Dal Dopoguerra a oggi nel racconto intrecciato di tre generazioni di donne napoletane

 
NAPOLI – Tre donne, Tanina, Lucia e Ines. Nonna, figlia e nipote. Tre generazioni diverse. A unirle la follia forse, forse l’amore, forse entrambi. Ognuna conduce la sua vita, in un percorso in cui gli anni s’intrecciano in una continua fluttuazione tra passato e presente, memoria, ricordi, futuro. Dal dopoguerra a oggi, in un viaggio a senso inverso da Lucia a Ines, ognuna, da protagonista, descrive gli episodi che segnano la storia di una vita. 
 
Tra memoria del passato e difficoltà del presente, tra amori sbagliati e sogni impossibili, si snoda il racconto della vita di tre donne legate da una sorte comune, tre donne cui la libera scelta sembra essere negata da un destino inspiegabile, condizionato in ogni passo dalla malattia. Un’unica vita, alla ricerca di una ragione. Se c’è. E sullo sfondo l’Italia, dalle macerie della guerra ai tempi nostri, passando per la legge Basaglia vista come momento storico. Con il tema scomodo della follia, spesso nascosto e temuto, l’autrice ritorna alle atmosfere intimistiche a lei care inserite in un’ampia dimensione storica e sociale, offrendo uno spaccato e uno sguardo sull’Italia.
 
Una piacevole serata quella della presentazione del nuovo romanzo di Vincenza Alfano presso la libreria delle donne Evaluna a Napoli. Insieme all’autrice hanno raccontato la forza narrativa del romanzo la docente e scrittrice Santa Mileto e il giornalista Rai Guido Pocobelli Ragosta.

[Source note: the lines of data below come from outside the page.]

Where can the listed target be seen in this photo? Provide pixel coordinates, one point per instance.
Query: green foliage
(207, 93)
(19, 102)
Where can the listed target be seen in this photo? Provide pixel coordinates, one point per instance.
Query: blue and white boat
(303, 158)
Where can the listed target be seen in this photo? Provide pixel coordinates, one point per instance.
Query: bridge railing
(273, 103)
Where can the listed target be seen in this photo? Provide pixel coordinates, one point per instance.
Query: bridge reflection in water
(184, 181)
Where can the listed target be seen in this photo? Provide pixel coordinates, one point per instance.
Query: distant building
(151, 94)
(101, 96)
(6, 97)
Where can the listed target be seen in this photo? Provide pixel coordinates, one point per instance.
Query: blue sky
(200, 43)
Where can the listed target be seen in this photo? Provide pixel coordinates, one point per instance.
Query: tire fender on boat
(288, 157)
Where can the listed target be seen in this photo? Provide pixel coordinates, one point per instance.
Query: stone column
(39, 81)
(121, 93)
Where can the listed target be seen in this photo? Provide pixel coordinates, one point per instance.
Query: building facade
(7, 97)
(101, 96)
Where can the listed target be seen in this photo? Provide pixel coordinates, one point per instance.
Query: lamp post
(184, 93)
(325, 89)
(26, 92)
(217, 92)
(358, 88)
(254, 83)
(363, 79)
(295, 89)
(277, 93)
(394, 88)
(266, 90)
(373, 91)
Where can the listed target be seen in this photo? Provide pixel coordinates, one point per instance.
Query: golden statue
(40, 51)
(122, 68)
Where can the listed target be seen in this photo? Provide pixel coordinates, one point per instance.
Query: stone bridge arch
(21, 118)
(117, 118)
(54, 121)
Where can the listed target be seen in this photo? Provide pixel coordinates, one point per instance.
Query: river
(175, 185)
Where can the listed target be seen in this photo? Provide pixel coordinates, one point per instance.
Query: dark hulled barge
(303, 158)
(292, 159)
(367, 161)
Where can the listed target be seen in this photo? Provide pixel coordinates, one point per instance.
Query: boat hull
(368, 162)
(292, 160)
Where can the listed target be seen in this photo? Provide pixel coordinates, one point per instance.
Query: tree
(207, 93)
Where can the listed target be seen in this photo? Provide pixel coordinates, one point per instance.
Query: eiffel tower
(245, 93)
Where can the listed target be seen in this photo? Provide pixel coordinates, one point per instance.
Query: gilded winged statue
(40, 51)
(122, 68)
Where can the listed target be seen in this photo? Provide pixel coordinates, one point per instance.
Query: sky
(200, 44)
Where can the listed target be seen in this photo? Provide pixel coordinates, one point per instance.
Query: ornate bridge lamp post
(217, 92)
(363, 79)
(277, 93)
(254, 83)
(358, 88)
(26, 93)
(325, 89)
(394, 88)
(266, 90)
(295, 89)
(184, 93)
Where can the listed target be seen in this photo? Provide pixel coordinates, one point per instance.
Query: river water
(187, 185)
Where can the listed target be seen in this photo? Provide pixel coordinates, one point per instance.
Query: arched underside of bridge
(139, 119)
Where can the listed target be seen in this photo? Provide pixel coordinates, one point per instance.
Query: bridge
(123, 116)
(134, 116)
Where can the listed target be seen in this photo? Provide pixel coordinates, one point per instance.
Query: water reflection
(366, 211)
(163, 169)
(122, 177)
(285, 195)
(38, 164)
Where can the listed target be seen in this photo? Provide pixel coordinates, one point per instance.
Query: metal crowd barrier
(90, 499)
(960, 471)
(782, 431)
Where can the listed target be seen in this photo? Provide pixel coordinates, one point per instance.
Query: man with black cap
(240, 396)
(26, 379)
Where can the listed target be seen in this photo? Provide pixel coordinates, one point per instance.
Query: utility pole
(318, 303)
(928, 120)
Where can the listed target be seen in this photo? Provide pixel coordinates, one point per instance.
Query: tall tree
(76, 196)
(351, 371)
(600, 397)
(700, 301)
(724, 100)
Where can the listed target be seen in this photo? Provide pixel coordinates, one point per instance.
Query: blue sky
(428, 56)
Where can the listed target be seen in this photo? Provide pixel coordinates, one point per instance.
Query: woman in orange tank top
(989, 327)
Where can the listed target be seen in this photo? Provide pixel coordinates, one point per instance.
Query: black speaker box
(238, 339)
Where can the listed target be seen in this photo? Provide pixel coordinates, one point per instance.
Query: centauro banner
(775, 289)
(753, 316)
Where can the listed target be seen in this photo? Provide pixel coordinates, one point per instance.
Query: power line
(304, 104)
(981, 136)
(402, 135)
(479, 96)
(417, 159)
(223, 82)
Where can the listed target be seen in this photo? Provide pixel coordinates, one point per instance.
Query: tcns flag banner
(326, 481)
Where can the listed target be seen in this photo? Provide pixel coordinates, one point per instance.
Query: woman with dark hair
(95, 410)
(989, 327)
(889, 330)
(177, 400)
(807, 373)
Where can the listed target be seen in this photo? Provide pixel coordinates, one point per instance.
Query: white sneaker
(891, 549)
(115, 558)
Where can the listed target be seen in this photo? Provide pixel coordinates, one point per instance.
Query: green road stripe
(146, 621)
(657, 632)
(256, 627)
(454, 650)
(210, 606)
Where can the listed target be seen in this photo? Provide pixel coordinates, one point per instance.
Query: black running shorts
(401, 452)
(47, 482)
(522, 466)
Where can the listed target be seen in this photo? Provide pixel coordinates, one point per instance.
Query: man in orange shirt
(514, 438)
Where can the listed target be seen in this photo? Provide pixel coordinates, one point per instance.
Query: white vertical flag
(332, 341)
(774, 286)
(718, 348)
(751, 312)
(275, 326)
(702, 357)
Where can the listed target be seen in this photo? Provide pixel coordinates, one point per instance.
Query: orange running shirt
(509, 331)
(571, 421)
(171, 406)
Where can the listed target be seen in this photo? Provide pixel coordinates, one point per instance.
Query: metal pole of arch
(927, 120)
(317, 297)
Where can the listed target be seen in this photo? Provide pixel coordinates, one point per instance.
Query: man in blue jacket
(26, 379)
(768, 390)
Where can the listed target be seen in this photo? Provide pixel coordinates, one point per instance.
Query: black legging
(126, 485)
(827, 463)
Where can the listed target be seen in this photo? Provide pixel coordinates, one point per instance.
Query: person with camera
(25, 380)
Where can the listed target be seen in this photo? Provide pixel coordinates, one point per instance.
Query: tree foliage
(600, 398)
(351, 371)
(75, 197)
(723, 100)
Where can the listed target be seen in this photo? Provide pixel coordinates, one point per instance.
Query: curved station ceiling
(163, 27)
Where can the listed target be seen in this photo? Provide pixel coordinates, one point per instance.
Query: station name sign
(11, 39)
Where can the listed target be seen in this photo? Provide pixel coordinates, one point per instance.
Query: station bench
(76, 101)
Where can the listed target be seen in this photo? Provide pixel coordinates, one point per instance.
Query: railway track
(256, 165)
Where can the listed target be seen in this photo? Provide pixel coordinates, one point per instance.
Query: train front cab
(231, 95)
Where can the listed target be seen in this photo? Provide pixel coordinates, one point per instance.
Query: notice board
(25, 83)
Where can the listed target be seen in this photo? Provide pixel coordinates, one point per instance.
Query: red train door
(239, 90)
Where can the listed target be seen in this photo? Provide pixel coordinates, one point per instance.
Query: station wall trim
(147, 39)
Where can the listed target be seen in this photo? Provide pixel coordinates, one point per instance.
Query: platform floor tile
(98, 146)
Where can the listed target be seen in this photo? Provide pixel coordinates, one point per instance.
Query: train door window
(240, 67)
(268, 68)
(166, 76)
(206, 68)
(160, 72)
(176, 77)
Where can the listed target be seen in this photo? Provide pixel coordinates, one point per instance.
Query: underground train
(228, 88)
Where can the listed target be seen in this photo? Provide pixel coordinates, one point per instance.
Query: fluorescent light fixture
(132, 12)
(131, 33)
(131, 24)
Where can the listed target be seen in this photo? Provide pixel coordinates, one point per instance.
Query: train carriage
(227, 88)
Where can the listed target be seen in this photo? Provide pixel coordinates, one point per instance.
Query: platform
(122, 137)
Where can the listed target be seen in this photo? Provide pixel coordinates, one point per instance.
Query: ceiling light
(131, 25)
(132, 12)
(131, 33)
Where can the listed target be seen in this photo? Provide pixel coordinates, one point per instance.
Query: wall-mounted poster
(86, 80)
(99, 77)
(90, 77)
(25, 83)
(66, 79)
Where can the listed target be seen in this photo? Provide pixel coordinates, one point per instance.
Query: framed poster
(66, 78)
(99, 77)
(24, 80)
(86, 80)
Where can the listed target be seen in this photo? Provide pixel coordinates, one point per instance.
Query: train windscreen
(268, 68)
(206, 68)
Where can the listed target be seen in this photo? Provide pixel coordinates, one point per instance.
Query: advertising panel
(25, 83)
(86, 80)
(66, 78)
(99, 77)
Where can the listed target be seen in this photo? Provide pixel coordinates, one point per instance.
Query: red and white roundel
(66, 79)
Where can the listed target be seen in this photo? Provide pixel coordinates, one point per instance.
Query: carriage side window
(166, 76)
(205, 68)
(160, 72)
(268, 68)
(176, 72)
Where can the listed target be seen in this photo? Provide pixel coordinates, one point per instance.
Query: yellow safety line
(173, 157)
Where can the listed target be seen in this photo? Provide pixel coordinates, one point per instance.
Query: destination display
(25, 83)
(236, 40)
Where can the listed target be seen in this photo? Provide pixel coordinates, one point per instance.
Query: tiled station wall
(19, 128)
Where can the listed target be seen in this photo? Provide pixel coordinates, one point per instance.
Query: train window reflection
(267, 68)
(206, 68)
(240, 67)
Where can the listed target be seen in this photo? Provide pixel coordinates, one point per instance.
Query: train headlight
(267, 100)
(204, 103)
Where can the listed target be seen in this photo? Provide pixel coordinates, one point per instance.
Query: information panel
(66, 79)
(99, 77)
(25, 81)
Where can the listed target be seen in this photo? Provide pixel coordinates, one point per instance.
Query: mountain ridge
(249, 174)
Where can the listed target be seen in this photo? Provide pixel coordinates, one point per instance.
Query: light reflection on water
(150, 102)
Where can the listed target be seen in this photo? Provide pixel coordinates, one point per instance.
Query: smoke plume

Quest’ultimo ha commentato pagine per nulla scontate, che vanno al di là della competenza letteraria che la Alfano dimostra nei suoi testi dove sperimenta sempre nuovi stili di scrittura.
 
Il moderatore ha fatto un excursus sui romanzi della scrittrice, individuando il filo comune nella capacità della scrittrice di porsi come attenta esaminatrice dell’animo umano con uno sguardo di assoluta indulgenza. Tutti i personaggi maschili e femminili sono sempre raccontati con infinita dolcezza. L’Alfano ha risposto ad alcune domande del giornalista tra cui questa: quanto bisogna vivere per scrivere?
“Per scrivere – ha detto – è necessario vivere mol-to e fino in fondo ma che la letteratura abbia il potere di moltiplicare la possibilità di attraversare e percepire sulla propria pelle esperienze esistenziali molto diverse è evidente. In questo gioco d’immedesimazione è coinvolto lo scrittore e il lettore per cui vale la pena sempre di leggere e leggere molto senza pregiudizi”.
 
La scrittrice ha aggiunto che il personaggio deve essere lasciato libero di crescere, lo scrittore lo immagina, gli dà un volto e un’anima, ma deve imparare ad ascoltarlo se vuole garantirgli coerenza e credibilità. Non bisogna forzare le sue scelte a vincoli legati all’intreccio.
 
La docente e scrittrice Santa Mileto ha sottolineato che il romanzo attraversa 30 anni di storia italiana dal dopoguerra fino ai giorni nostri (dal 1960 al 1990), puntualizzando gli anni Settanta in cui la legge Basaglia si afferma come momento fondamentale per la difesa dei diritti civili nel nostro Paese.
 
Ha poi raccontato delle atmosfere del romanzo che più l’hanno colpita, come la descrizione di alcuni luoghi. La cucina, ad esempio, dove le tre donne si riuniscono per recuperare i propri ricordi mentre si svolge, come un rito, la preparazione dei pasti secondo la più classica tradizione napoletana.
Le letture di alcuni brani tratti dal suo romanzo sono state affidate alla scrittrice Mariarosaria Riccio. Gli ospiti sono stati allietati dagli stacchetti musicali del maestro Antonio Grande che ha eseguito musiche per chitarra di Villa Lobos, Tarrega e Dyens.